Toilets that smell like pee

If your bathroom smells like pee, give the toilet a thorough scrub using baking soda and tea tree oil. These natural ingredients can deodorize and freshen up the bowl. After scrubbing, add vinegar to loosen biofilm and hard water deposits that may trap bacteria, scrub some more, and flush.

Old and stained toilet seats can make bathrooms smell bad, too. If your toilet seat is over 5 years old, it’s time for a new one. Look for easy care seats that slide off at the hinges so you can remove them to clean the entire toilet rim and seat. Many times, replacing a stained toilet seat and cleaning the grime around the hinges are enough to eliminate stubborn urine smells.

Toilets that smell like sewage

When your bathroom smells like sewage, the first place to check is the toilet’s wax ring seal. Signs of a failing wax ring moisture around the base of the toilet, a wobbly commode, or a mushy or bouncy floor.

If the problem isn’t a broken seal, it may be broken or clogged vent pipes that run up to the roof to allow sewer gas to leave your home. Contact a professional plumber at once, since the buildup of sewer gases in your home poses many health and safety dangers.
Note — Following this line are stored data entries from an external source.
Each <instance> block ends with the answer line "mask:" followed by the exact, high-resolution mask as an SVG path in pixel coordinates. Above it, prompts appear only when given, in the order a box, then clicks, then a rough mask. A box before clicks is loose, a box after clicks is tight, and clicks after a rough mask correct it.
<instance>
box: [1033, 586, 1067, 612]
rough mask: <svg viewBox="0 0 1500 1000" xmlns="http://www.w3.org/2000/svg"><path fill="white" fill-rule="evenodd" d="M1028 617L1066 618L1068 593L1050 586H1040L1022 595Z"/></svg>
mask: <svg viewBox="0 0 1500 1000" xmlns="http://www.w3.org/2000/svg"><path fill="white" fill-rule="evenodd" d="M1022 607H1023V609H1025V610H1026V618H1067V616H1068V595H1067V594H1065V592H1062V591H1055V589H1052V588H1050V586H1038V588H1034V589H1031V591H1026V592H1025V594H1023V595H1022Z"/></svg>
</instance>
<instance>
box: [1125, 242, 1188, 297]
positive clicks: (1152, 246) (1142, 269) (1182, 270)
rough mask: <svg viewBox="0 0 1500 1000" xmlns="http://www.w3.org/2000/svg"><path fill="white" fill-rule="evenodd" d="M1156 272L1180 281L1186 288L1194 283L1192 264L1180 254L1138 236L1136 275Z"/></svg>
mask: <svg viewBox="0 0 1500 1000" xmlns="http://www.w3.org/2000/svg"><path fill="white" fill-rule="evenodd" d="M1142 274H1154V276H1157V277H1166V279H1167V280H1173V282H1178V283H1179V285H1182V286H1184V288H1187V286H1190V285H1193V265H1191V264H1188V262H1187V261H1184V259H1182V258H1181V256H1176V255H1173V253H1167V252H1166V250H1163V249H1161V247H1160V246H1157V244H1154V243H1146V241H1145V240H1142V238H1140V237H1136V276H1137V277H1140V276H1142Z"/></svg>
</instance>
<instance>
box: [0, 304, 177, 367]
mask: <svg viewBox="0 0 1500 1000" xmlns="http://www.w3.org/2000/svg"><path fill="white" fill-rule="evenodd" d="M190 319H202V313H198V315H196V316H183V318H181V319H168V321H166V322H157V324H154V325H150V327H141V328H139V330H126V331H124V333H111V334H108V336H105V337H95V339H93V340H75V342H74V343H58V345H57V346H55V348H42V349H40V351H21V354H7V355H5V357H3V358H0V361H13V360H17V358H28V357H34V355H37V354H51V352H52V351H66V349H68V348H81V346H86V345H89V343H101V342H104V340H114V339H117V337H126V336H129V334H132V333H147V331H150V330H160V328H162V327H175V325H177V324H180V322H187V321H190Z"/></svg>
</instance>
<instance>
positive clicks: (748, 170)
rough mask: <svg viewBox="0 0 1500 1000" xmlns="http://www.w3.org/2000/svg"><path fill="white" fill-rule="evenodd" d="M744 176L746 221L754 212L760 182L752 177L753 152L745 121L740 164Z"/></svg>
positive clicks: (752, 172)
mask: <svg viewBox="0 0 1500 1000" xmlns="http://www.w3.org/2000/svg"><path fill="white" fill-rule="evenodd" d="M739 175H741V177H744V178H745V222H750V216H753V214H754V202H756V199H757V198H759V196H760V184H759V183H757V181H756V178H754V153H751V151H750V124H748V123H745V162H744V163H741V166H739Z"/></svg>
A General Musty or Damp Odor

A musty and damp smell in your bathroom is a sign of poor air circulation and excess moisture. Besides a stale odor, other signs of poor bathroom ventilation include towels or bath mats that don’t dry out between uses and shower floors that are constantly damp.

How’s the ventilation?

Proper ventilation is key to combating musty bathroom smells. Run the exhaust fan during and after each shower to remove excess humidity. If you have a bathroom window, open it for at least 15 minutes daily to promote air circulation.

Spread out towels when hanging them to allow for faster drying, and replace them with clean ones regularly. Shake shower curtains after use and leave them partially open, and leave shower doors open to either side to promote air circulation.

Check for damp

Gaskets and pipes wear out over time, so that’s why it’s important to check under your sinks regularly. Check around the base of your toilet, too: the wax rings there are only meant to last so many years.

If you do find moisture, fix the problem fast before it causes more damage to your home. Water travels along the path of least resistance, so that leaky sink may seem like it’s not a big issue in your bathroom but it could be causing serious issues elsewhere.

If You Just Can’t Find the Source

Sometimes pinpointing the exact source of a bathroom smells can be challenging. If your best efforts to check on it and a bathroom deep cleaning don’t tackle the problem, it’s worth a call to the pros.